Sharp Area Bounds for Free Boundary Minimal Surfaces in Conformally Euclidean Balls

TL;DR

This paper establishes sharp area bounds for free boundary minimal surfaces within conformally Euclidean balls, extending previous Euclidean results to more general conformal settings and characterizing equality cases.

Contribution

It generalizes known Euclidean area bounds for free boundary minimal surfaces to conformally Euclidean spaces, providing new geometric inequalities and rigidity results.

Findings

Area of free boundary minimal surfaces bounded by conformally Euclidean balls is bounded below by that of a geodesic disk.

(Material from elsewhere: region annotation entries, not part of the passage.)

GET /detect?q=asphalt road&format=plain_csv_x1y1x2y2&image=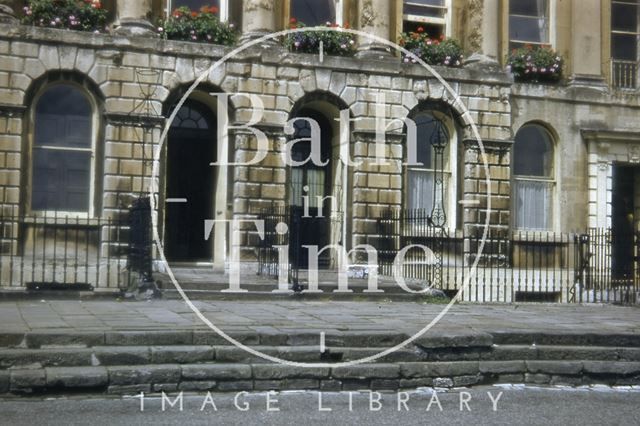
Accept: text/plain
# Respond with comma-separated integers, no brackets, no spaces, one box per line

0,387,640,426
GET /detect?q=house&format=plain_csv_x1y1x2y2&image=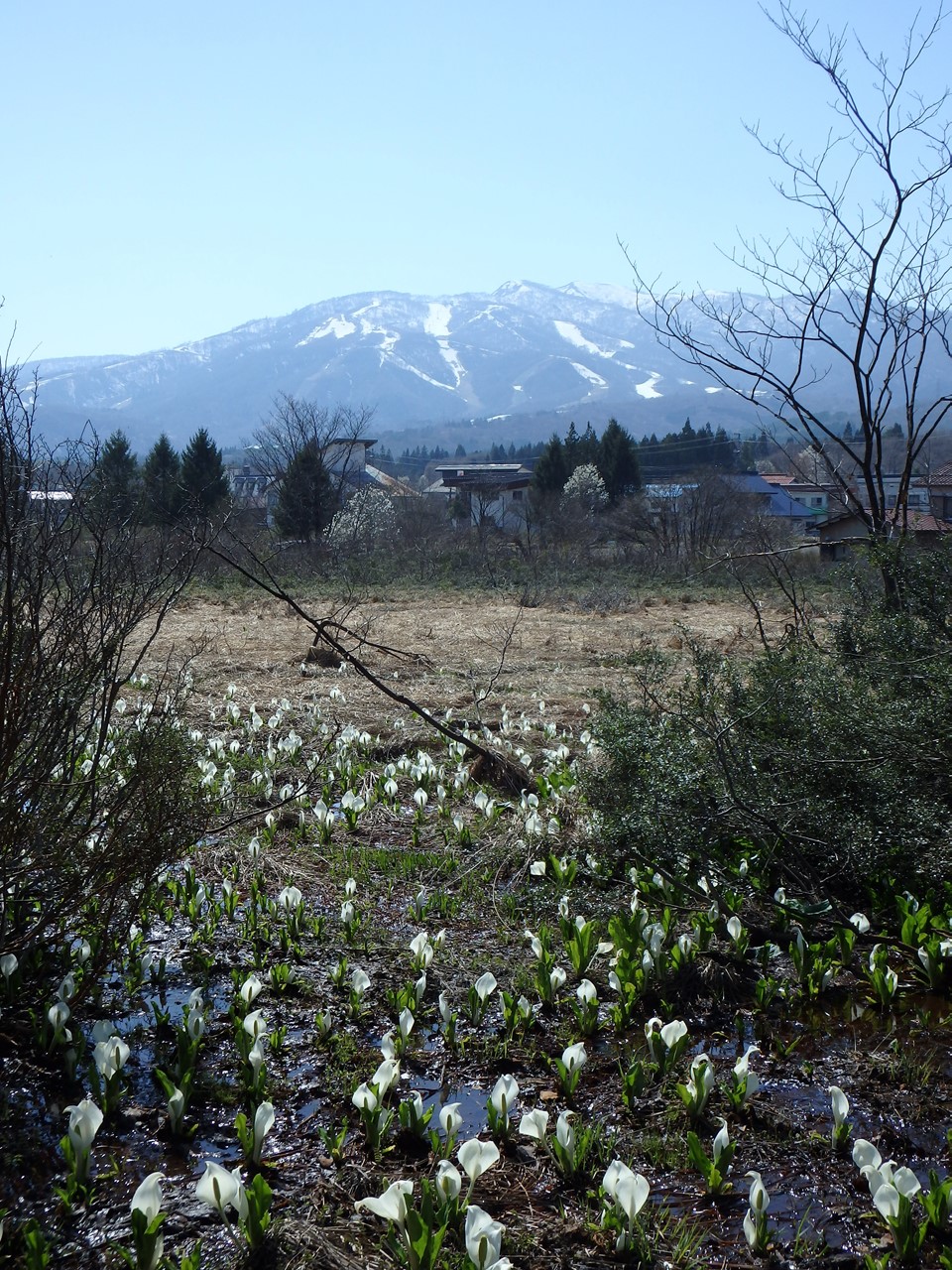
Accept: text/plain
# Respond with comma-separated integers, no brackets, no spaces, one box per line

817,507,952,560
763,472,847,521
427,461,532,530
925,463,952,521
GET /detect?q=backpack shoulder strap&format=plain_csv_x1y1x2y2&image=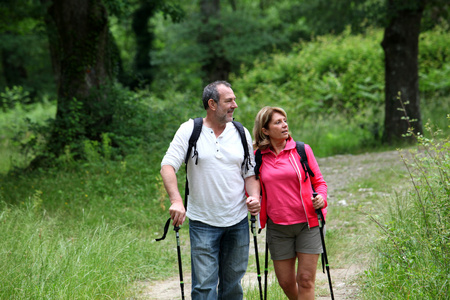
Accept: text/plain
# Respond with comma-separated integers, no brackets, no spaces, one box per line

233,121,250,172
184,118,203,165
184,118,203,209
295,142,314,182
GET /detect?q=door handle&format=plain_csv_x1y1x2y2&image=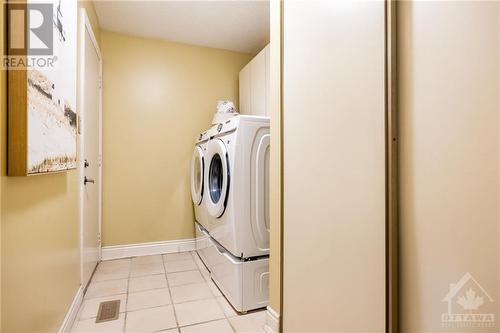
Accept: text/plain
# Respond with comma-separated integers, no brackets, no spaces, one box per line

83,176,95,185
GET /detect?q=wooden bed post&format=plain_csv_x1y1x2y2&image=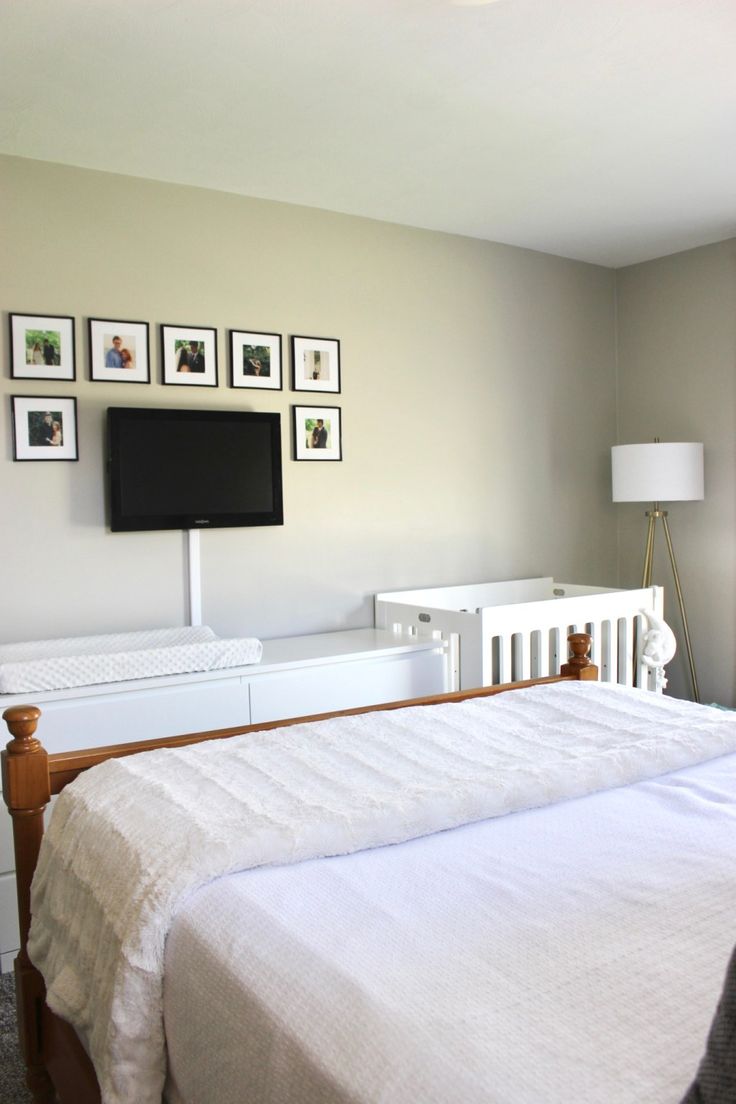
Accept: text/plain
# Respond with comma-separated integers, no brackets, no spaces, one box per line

559,633,598,682
2,705,56,1104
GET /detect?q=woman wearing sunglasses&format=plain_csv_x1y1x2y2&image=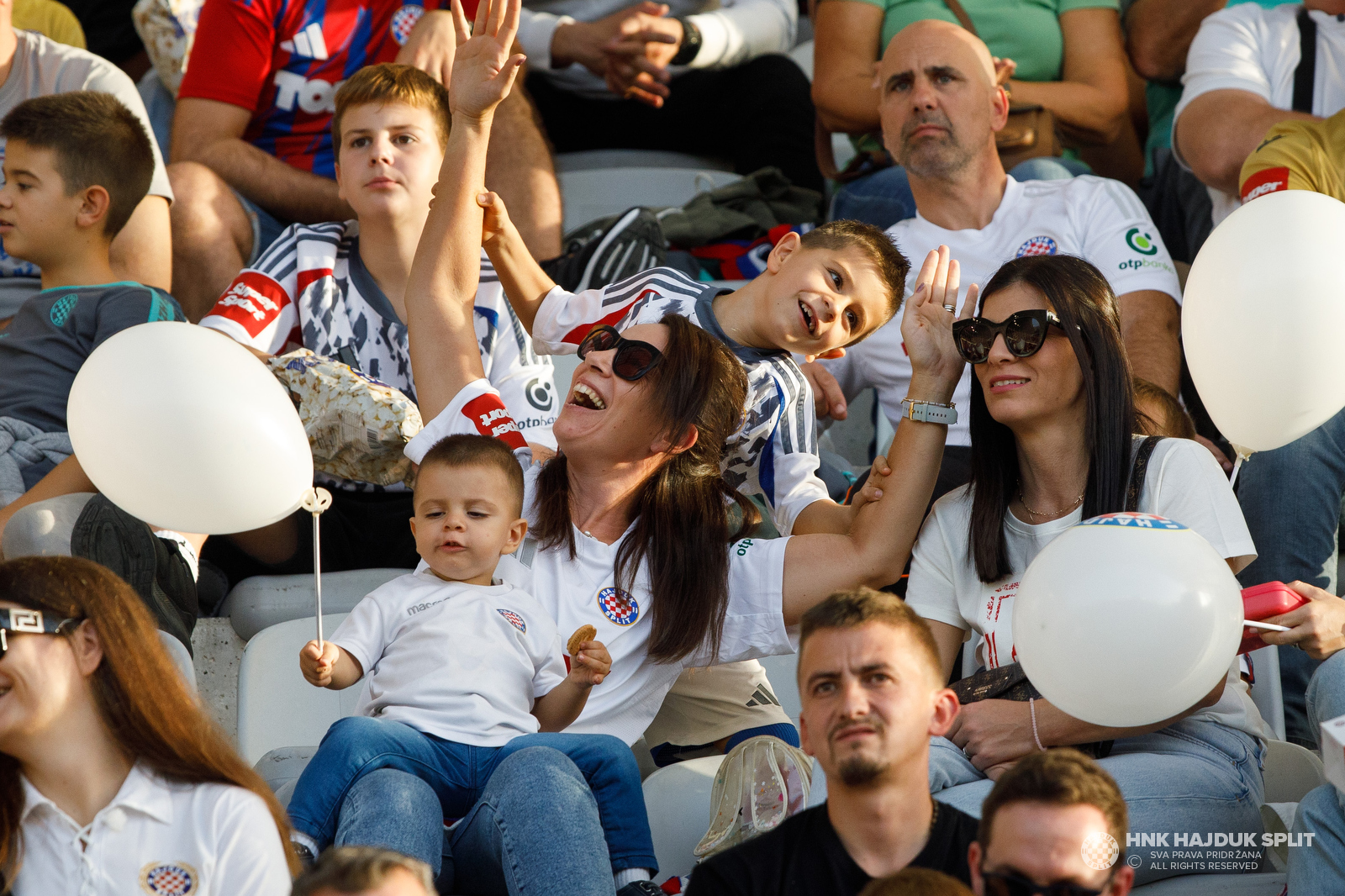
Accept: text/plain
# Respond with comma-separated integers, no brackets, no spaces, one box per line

319,0,971,896
906,256,1269,883
0,557,298,896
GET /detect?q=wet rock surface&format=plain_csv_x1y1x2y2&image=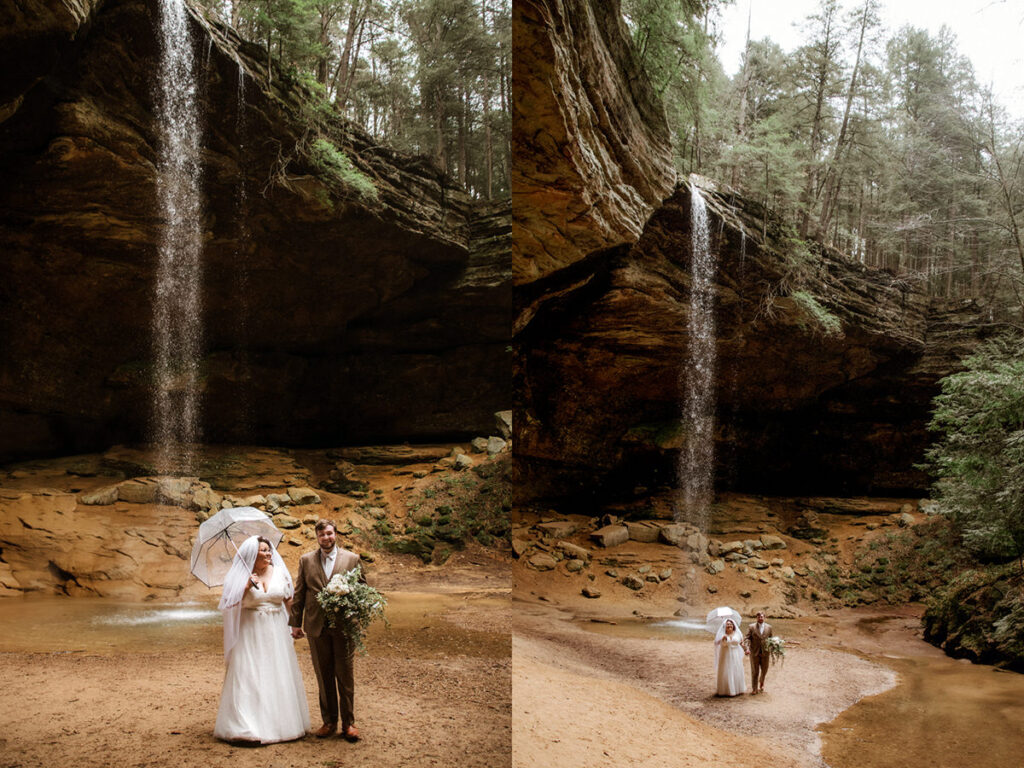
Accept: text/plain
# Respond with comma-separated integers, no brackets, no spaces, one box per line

515,185,991,500
0,0,511,461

Equality occurs only when the surface is a geodesic disk itself.

Results extend previous Euclidean bounds to broader conformal ambient spaces.

Abstract

We prove that the area of a free boundary minimal surface $\Sigma^2 \subset B^n$, where $B^n$ is a geodesic ball contained in a round hemisphere $\mathbb{S}^n_+$, is at least as big as that of a geodesic disk with the same radius as $B^n$; equality is attained only if $\Sigma$ coincides with such a disk. More generally, we prove analogous results for a class of conformally euclidean ambient spaces. This follows work of Brendle and Fraser-Schoen in the euclidean setting.